AngelaJune 6th 2008.

Cats are users.

ClaireJune 6th 2008.

Let the soil association have a proper response - go on it's only fair! Stringer is very biased over a lot of issues in my opinion, and I for one would like to see the other side of the coin on this one.

GezzabelleJune 6th 2008.

Chipperfat, stop fishing for someone to argue with on a Friday afternoon. You little tinker!

chipperfatJune 6th 2008.

is it lunch break cat lover or are you on a free period?

Mr TJune 6th 2008.

£5's nothing, Barclays charged me a tenner for my old statements, citing the genius reason that I should have properly filed them away and kept them in the first place. Considering the number of people requesting old statements for the OFT charges cases it's not surprising they've suddenly found the cash to build a load of new flagship branches. Banks are profiteering scumbags, it's a shame that there's absolutely no way to live without them.

SimonJune 6th 2008.

I went overdrawn on my account ONCE and had a letter from the Co-op a couple of days later saying that I wasn't the type of customer they were looking for and my account would be closed within 30 days! Perhaps they thought I was spending the money on unethically sourced weapons of mass destruction?

Cat loverJune 6th 2008.

chipperfat you should be drowned for that cruel comment...

Co-Op customerJune 6th 2008.

Hmmm, I think that you can request your statements under a "subject access request) under the data protection act.
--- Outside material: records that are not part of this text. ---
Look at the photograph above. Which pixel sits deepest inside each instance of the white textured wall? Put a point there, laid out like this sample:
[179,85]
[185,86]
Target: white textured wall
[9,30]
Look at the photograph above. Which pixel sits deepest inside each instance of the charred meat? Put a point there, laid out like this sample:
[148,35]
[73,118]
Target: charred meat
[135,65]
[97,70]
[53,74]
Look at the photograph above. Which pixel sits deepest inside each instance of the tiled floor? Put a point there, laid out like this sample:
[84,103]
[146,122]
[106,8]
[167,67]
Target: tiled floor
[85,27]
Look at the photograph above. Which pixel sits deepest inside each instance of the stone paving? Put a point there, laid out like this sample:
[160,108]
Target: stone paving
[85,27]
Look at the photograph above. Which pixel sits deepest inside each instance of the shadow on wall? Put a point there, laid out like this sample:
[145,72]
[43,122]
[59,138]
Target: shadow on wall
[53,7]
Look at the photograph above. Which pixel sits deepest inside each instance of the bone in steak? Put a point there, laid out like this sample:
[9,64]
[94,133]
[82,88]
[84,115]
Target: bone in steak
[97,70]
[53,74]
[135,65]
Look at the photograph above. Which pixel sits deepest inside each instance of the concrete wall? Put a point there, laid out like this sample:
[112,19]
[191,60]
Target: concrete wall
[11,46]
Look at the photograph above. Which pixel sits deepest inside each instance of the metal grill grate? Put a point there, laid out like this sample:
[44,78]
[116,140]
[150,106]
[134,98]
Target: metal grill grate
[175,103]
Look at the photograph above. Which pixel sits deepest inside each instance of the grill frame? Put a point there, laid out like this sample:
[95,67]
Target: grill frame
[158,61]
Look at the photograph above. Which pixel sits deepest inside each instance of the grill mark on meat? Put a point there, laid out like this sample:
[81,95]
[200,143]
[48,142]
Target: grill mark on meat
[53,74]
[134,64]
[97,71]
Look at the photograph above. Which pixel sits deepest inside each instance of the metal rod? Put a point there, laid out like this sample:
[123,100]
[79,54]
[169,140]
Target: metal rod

I did it with smile (part of the Co-Op) and I don't think they charged me anything, after intially trying to charge me £5 PER PAGE. And cats like Felix prefer Whiskas.

AnonymousJune 6th 2008.

Cats are fabulous!

chipperfatJune 6th 2008.

cats should all be drowned…one killed a beautiful song thrush in my garden a while ago. and people that own cats are lazy gets, probably teachers!

katarinaJune 6th 2008.

What's the deal with Band On The Wall??? Just why exactly are the coucil ploughing public money (that's before the 'sposorship')into a venture that will most likely finish off small independent music venues in Manchester? Or whatever is left of them after exorbitant rents, rates and parking fines?